Steve Kramer, a veteran political consultant working for a rival candidate, acknowledged Sunday that he commissioned the robocall that impersonated President Joe Biden using artificial intelligence, confirming an NBC News report that he was behind the call.
In a statement and interview with NBC News, Kramer expressed no remorse for creating the deepfake, in which an imitation of the president’s voice discouraged participation in New Hampshire’s Democratic presidential primary. The call launched several law enforcement investigations and provoked outcry from election officials and watchdogs.
“I’m not afraid to testify, I know why I did everything,” he said an interview late Sunday, his first since coming forward. “If a House oversight committee wants me to testify, I’m going to demand they put it on TV because I know more than them.”
Kramer said he has received a subpoena from the Federal Communications Commission, suspected he might get sued by a half dozen people and said he could even face jail time, but that he would keep working in politics.
NBC News has reached out to the FCC for comment.
Kramer claimed he planned the fake robocall from the start as an act of civil disobedience to call attention to the dangers of AI in politics. He compared himself to American Revolutionary heroes Paul Revere and Thomas Paine. He said more enforcement is necessary to stop people like him from doing what he did.
“This is a way for me to make a difference, and I have,” he said in the interview. “For $500, I got about $5 million worth of action, whether that be media attention or regulatory action.”

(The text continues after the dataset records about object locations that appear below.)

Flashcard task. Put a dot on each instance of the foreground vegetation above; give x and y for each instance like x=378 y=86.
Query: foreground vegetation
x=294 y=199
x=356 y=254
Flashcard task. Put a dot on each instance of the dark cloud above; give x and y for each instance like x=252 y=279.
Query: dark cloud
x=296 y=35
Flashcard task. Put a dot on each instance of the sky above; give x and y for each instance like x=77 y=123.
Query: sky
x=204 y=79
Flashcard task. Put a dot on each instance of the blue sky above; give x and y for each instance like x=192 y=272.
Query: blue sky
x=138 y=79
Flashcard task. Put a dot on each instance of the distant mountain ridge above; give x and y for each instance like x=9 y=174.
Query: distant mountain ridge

Kramer said he came up with the idea for the hoax entirely on his own and that it had nothing to do with his client, Biden’s long-shot primary challenger, Rep. Dean Phillips, D-Minn. Phillips had paid Kramer over $250,000 around the time the robocall went out in January, according to his campaign finance reports.

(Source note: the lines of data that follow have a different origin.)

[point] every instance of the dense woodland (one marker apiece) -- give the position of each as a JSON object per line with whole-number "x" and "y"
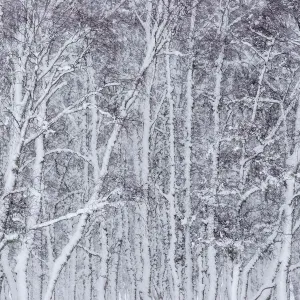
{"x": 150, "y": 149}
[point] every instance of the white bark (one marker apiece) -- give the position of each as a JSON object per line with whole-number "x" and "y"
{"x": 187, "y": 155}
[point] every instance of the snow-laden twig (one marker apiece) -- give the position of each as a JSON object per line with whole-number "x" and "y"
{"x": 89, "y": 209}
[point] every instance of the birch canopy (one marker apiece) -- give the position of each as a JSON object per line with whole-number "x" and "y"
{"x": 149, "y": 150}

Phillips and his campaign have denounced the robocall, saying they had no knowledge of Kramer’s involvement and would have immediately terminated him if they had known.
Phillips’ press secretary Katie Dolan said in response to Kramer’s statement Sunday, “Our campaign repeats its condemnation of these calls and any efforts to suppress the vote.”
Phillips’ team hired Kramer in December and January for ballot access work in New York and Pennsylvania, which involves collecting thousands of signatures from voters so a candidate can qualify for the ballot.
“I’m sure that a half dozen people will try to sue me, but they’re used to dealing with people like themselves,” Kramer said in the interview. “I can tell you they’re not used to me. I wrestled in college.”
He also acknowledged commissioning an earlier deep fake robocall impersonating Sen. Lindsey Graham, R-S.C., which he said was just a test.
The calls went to 300 South Carolina likely Republican primary voters. It was a poll that had Graham’s voice ask recipients whom they supported in the GOP primary. Kramer said the response rate from the familiar voice of Graham was four times higher than the response rate to an automated call.
Kramer was first linked to the fake Biden robocall Friday by an NBC News report.
So why did Kramer wait to come forward to until he was caught, if this was his plan all along?
“I was waiting for the South Carolina primary to be over, I didn’t want to interfere with that,” he said in the interview. He also said that his calls impersonating the president, which went to more than 5,000 New Hampshire voters telling them not to vote, “wasn’t going to change anything” in that primary.
“If I had come out right away, it takes away from the goal of the call,” he added, claiming the time was necessary to allow regulators to act.